Question

If $x = y\log (xy)$ then find $\dfrac{{dy}}{{dx}}$ .

Answer 1

Hint:
We will use chain rule in derivatives that is $\dfrac{d}{{dx}}\left( {f(x)g(x)} \right) = g(x)\dfrac{{d(f(x))}}{{dx}} + f(x)\dfrac{{d(g(x))}}{{dx}}$
And use the fact that $\log (ab) = \log (a) + \log (b)$ ,and then we will separate the $\dfrac{{dy}}{{dx}}$ term to find the required expression.

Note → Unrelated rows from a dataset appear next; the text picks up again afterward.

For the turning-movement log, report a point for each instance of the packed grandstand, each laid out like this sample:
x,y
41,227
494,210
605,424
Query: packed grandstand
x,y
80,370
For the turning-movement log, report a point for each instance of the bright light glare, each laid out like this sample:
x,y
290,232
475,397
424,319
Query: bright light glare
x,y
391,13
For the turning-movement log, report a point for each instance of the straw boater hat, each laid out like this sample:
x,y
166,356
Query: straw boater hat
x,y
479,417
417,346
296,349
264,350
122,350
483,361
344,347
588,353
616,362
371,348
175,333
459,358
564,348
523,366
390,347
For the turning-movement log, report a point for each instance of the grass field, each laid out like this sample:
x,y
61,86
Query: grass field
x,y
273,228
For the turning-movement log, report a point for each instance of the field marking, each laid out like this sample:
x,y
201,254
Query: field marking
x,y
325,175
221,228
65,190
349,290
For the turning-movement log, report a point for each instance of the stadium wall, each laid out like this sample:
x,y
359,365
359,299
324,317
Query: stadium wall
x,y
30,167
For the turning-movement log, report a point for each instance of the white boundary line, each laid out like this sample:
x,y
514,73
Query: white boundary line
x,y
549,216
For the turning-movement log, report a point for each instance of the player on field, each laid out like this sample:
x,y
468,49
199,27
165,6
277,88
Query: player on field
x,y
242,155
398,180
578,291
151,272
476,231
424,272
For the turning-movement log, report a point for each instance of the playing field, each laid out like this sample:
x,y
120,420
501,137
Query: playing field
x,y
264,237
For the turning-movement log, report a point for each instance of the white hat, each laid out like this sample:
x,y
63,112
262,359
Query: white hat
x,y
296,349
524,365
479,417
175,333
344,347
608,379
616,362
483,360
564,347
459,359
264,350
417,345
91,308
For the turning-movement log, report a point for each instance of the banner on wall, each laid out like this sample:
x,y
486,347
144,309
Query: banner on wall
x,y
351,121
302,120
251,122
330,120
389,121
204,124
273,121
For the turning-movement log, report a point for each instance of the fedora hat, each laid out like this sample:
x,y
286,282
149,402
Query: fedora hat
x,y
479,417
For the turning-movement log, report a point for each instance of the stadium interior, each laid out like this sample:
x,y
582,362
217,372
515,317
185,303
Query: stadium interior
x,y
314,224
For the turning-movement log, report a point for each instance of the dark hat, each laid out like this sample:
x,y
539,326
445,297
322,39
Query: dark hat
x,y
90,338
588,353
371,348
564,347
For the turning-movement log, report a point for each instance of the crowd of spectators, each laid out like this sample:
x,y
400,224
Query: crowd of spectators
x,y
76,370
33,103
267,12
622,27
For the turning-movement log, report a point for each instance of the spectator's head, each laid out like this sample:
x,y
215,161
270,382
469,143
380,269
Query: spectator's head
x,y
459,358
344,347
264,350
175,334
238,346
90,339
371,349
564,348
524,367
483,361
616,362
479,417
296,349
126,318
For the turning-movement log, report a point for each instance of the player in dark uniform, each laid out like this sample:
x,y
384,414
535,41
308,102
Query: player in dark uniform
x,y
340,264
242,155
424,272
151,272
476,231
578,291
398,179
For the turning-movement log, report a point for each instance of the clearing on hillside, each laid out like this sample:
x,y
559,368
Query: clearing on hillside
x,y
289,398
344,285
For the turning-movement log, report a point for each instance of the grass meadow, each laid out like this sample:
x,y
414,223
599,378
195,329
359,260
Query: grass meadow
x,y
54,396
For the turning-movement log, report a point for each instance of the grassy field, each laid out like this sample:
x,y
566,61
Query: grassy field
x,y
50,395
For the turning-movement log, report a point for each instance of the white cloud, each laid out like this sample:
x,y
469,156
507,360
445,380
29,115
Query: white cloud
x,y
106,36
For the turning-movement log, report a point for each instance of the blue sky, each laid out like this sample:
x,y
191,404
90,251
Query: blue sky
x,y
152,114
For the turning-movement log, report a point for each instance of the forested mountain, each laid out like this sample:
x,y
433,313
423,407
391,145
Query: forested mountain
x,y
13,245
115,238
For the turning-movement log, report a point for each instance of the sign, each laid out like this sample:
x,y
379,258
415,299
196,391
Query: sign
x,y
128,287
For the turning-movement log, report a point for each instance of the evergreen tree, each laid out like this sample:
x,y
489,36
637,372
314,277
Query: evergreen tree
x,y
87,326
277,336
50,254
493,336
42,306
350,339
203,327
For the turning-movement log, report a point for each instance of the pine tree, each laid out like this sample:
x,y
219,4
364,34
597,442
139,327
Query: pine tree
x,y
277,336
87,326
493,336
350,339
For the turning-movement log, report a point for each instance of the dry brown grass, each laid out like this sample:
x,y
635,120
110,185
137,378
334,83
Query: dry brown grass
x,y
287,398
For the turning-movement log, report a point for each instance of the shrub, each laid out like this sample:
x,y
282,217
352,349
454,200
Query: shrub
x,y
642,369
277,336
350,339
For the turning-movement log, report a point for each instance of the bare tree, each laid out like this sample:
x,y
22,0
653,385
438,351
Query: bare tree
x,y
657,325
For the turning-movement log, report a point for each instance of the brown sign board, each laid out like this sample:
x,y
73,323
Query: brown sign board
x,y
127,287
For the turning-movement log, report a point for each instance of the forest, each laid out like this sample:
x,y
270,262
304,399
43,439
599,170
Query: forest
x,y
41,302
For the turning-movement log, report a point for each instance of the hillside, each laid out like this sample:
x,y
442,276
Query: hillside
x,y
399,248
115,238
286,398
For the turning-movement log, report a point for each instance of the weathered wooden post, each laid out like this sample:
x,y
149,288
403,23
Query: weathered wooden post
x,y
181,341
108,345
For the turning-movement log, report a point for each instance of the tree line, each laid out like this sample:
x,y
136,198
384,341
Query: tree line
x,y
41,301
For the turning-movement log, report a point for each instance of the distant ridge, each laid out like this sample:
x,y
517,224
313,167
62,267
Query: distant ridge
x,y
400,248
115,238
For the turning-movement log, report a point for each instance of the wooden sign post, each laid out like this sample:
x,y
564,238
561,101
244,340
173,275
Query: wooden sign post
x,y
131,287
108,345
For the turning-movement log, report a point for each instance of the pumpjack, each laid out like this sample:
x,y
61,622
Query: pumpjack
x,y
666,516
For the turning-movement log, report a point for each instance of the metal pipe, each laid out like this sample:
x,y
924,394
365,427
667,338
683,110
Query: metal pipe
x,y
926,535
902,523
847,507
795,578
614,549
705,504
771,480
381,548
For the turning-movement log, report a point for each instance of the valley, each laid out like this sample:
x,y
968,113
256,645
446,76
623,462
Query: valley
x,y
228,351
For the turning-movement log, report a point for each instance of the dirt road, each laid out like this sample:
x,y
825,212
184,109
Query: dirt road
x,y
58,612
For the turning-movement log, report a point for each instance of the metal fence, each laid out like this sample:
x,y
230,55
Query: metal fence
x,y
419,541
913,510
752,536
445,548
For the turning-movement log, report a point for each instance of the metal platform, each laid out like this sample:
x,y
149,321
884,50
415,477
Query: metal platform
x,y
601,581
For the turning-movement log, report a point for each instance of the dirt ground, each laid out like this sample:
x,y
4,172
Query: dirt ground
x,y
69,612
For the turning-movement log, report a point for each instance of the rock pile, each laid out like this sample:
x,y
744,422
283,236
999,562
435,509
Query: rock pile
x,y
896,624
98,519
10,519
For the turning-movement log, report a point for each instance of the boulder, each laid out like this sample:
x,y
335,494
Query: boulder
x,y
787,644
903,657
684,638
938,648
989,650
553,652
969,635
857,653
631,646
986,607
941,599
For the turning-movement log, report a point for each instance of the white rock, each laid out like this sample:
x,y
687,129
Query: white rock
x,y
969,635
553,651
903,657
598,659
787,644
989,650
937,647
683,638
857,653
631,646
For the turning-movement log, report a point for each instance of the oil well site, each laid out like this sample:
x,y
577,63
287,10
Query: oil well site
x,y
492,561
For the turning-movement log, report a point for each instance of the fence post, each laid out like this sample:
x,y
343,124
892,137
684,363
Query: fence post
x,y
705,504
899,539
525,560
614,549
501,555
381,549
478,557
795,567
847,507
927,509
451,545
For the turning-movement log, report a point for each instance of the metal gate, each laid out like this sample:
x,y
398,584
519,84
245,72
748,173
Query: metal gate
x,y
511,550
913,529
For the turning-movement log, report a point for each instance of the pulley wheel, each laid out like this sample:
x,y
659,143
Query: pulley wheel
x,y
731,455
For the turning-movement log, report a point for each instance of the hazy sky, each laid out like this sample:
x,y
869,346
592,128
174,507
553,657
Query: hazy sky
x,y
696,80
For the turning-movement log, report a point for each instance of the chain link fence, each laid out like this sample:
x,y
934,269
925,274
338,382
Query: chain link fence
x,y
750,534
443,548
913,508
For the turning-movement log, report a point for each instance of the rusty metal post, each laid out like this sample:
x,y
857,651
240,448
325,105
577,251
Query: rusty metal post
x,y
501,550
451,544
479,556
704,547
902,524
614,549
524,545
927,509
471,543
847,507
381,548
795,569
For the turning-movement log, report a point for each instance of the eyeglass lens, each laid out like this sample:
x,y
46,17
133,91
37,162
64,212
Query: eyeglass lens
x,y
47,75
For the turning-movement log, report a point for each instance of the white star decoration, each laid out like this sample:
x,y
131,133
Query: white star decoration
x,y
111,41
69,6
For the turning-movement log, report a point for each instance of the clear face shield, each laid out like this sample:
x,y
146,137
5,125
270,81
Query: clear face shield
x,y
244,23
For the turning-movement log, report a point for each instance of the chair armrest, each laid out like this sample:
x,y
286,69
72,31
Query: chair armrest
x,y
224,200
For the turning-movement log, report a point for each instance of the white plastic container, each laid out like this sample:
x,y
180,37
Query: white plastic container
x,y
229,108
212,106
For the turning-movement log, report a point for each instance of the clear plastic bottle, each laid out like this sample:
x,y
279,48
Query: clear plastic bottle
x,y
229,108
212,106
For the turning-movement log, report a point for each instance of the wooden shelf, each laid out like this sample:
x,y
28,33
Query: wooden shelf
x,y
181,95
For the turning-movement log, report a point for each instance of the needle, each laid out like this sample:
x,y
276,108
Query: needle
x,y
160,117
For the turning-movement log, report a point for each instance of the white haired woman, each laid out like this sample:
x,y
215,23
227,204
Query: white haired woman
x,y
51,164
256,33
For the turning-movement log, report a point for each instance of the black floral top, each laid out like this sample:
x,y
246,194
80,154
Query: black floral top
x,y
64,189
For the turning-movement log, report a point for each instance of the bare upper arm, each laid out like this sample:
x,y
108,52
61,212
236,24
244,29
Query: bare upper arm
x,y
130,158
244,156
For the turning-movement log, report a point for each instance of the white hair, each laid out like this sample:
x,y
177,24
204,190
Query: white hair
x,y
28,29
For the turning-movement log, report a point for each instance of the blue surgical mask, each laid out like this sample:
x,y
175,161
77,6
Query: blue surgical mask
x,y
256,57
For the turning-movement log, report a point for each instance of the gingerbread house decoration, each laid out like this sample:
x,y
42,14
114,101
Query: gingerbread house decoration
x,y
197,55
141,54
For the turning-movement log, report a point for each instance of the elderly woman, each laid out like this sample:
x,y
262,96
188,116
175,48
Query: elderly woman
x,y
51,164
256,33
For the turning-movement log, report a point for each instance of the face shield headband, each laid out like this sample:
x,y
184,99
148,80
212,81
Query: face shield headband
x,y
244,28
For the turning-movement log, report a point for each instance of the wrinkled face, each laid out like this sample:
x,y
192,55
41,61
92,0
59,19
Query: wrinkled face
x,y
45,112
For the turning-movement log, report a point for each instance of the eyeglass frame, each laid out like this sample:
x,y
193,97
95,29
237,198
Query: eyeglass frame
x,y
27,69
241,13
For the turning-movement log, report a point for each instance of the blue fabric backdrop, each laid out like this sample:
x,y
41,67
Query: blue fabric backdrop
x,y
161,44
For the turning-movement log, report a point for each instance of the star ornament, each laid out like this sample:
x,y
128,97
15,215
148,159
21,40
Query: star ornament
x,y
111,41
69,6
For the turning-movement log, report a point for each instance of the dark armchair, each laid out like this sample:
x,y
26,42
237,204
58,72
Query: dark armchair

Complete step by step solution:
Our main equation is
 $ \Rightarrow x = y\log (xy)$ …(i)
First, we will find the derivative of the expression $\log (xy)$ which is
 $ \Rightarrow \dfrac{{d\left( {\log (xy)} \right)}}{{dx}}$
Using $\log (ab) = \log (a) + \log (b)$ where $a = x,b = y$ we get
 $ \Rightarrow \dfrac{{d\left( {\log (x) + \log (y)} \right)}}{{dx}}$
Using \[\dfrac{{d(a + b)}}{{dx}} = \dfrac{{da}}{{dx}} + \dfrac{{db}}{{dx}}\] , we get,
 $ \Rightarrow \dfrac{{d(\log (x))}}{{dx}} + \dfrac{{d(\log (y))}}{{dx}}$
Using \[\dfrac{{d(\log x)}}{{dx}} = \dfrac{1}{x}\] , we get,
 $ \Rightarrow \dfrac{1}{x} + \dfrac{1}{y}\dfrac{{dy}}{{dx}}$ …(ii)
Now we will use our main equation (i) which is
 $ \Rightarrow x = y\log (xy)$
Now we will differentiate both side with respect to x, then we get
 $ \Rightarrow \dfrac{{dx}}{{dx}} = \dfrac{{d(y\log (xy))}}{{dx}}$
Using the chain rule in differentiating we get
 $ \Rightarrow 1 = \log (xy)\dfrac{{dy}}{{dx}} + y\dfrac{{d(\log (xy))}}{{dx}}$
Replacing $\dfrac{{d(\log (xy))}}{{dx}}$ by equation (ii) we get
 $ \Rightarrow 1 = \log (xy)\dfrac{{dy}}{{dx}} + y\left( {\dfrac{1}{x} + \dfrac{1}{y}\dfrac{{dy}}{{dx}}} \right)$
Separating $\dfrac{{dy}}{{dx}}$ we get
 \[ \Rightarrow 1 = \dfrac{y}{x} + \left( {\log (xy) + 1} \right)\dfrac{{dy}}{{dx}}\]
On rearranging we get,
 $ \Rightarrow \dfrac{{dy}}{{dx}} = \dfrac{{\left( {1 - \dfrac{y}{x}} \right)}}{{\left( {\log (xy) + 1} \right)}}$
On multiplying and dividing by x we get,
 $ \Rightarrow \dfrac{{dy}}{{dx}} = \dfrac{{\left( {x - y} \right)}}{{x\left( {\log (xy) + 1} \right)}}$
Which is our required expression.

Note:
Sometimes if we just simplify the main equation, differentiation just becomes easier. One thing that we must remember when differentiation becomes complicated is that we take a subpart of the equation and differentiate it so that when applying chain rule we just replace that part with its differentiation.